The microRNA let-7 family contains let-7a, 7b, 7c, 7d, 7e, 7f, 7g, 7i and 7j, mir-29, mir-125 and mir-21. They were all found to highly express in the mouse BMSC-EXOs in this study. let-7 is the first discovered microRNA and functionally conserved in vertebrata , and was reported to inhibit production of proinflammatory cytokines such as Il8 and receptors such as Il1r1 and Il23r, to negatively regulate the differentiation of Th17 cell, and to regulate natural killer T cell [47–49]. Both EXOs and microRNAs are closely related to TGFβ signaling pathway when they play regulating roles.

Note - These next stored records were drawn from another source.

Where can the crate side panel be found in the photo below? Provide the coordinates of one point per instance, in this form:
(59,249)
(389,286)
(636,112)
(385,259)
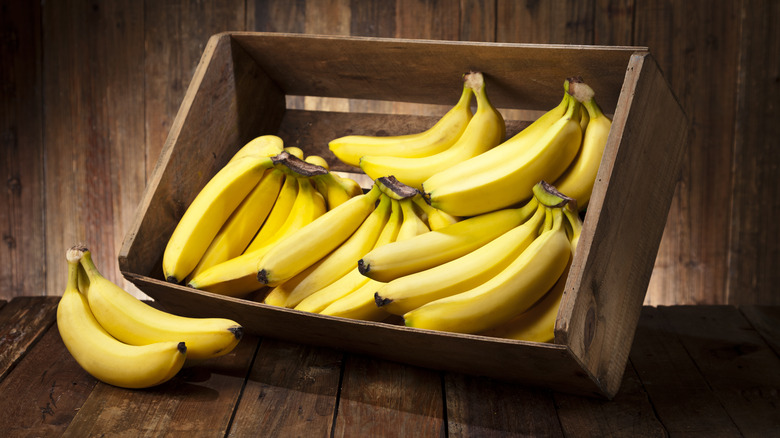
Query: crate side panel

For example, the down-regulations of Let-7, mir-29 and mir-30 families in idiopathic pulmonary fibrosis were related to the TGFβ pathway [50, 51], and mir-29 knockdown significantly upregulated the TGFβ signaling in the induction of the pulmonary fibrosis . What’s more, let-7 cooperated with mir-99a and mir125b, both high expressed in BMSC-EXO, when targeted receptor subunits and SMAD signaling transducers to block of the TGFβ pathway . TGFβ signaling and Wnt signaling were found to promote each other to induce the fibrosis in SSc[53, 54]. Mir-21 and mir-29 were reported to target the transducers of Wnt signaling [55, 56]. Thus, addition of microRNAs from BMSC-EXOs could regulate the dysfunctional signals like TGFβ and Wnt to ameliorate the SSc condition include ECM deposition and inflammatory infiltration. This study enriched the understanding on the molecular regulations of exosome mediated microRNAs in the SSc pathogenesis and its treatment with the BMSC-EXOs.